Presto subqueries: Key not present in map


I have been banging my head a while to Superset -> Presto (PrestoSQL) -> Prometheus combination (as Superset does not yet support Prometheus) and got stymied with an issue when trying to extract columns from Presto's map type column containing Prometheus labels.

In order to get necessary labels mapped as columns from Superset's point of view, I create extra table (or I guess a view in this case) in Superset on top of existing table which had following SQL for creating the necessary columns:

SELECT labels['system_name'] AS "system",labels['instance'] AS "instance","timestamp" AS "timestamp","value" AS "value" FROM "up"

This table is then used as a data source in Superset's chart which treats it as a subquery.

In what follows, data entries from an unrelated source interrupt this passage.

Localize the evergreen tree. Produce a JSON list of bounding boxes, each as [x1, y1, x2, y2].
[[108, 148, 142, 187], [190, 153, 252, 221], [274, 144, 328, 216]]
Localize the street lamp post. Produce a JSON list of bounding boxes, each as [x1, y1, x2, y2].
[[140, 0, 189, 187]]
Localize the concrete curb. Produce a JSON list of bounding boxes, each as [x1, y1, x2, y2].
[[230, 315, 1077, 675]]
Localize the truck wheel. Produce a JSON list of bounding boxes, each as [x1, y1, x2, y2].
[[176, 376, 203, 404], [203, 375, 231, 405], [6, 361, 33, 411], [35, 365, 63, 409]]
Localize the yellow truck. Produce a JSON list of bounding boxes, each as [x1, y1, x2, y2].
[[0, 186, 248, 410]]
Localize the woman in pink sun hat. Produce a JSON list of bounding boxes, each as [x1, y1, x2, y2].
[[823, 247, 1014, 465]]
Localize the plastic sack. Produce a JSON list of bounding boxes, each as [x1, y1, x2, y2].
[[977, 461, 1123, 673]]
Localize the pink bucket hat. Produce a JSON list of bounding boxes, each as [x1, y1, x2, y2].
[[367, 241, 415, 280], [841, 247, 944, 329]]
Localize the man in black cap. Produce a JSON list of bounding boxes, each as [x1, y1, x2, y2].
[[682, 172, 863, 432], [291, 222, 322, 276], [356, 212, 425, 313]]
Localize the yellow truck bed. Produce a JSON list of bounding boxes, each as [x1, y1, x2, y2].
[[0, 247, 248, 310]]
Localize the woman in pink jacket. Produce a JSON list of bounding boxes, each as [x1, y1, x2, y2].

The resulting SQL query created by Superset and then sent to Presto looks e.g. like this:

SELECT "system" AS "system",
       "instance" AS "instance",
       "timestamp" AS "timestamp",
       "value" AS "value"
FROM
  (SELECT labels['system_name'] AS "system",
          labels['instance'] AS "instance",
          "timestamp" AS "timestamp",
          "value" AS "value"
   FROM "up") AS "expr_qry"
WHERE "timestamp" >= from_iso8601_timestamp('2020-10-19T12:00:00.000000')
  AND "timestamp" < from_iso8601_timestamp('2020-10-19T13:00:00.000000')
ORDER BY "timestamp" ASC
LIMIT 250;

However, what I get out from above is an error:

io.prestosql.spi.PrestoException: Key not present in map: system_name
    at io.prestosql.operator.scalar.MapSubscriptOperator$MissingKeyExceptionFactory.create(MapSubscriptOperator.java:173)
    at io.prestosql.operator.scalar.MapSubscriptOperator.subscript(MapSubscriptOperator.java:143)
    at io.prestosql.$gen.CursorProcessor_20201019_165636_32.filter(Unknown Source)

After reading a bit about queries from Presto's user guide, I tried a modified query from command line by using WITH:

WITH x AS (SELECT labels['system_name'] AS "system",labels['instance'] AS "instance","timestamp" AS "timestamp","value" AS "value" FROM "up")
SELECT system, timestamp, value FROM x
WHERE "timestamp" >= from_iso8601_timestamp('2020-10-19T12:00:00.000000')
  AND "timestamp" < from_iso8601_timestamp('2020-10-19T13:00:00.000000')
LIMIT 250;

And that went throught without any issues. But it seems that I have no way to define how Superset executes its queries, so I'm stuck with the first option. The question is, is there anything wrong with it which could be fixed?

I guess that one option (if everything else fails) would be defining extra tables in Presto side which would do the same trick for mapping the columns, thus hopefully avoiding above issue.


Solution

  • The map subscript operator in Presto requires that the key be present in the map. Otherwise, you get the failure you described.

    If some keys can be missing, you can use the element_at function instead, which will return a NULL result:

    Returns value for given key, or NULL if the key is not contained in the map.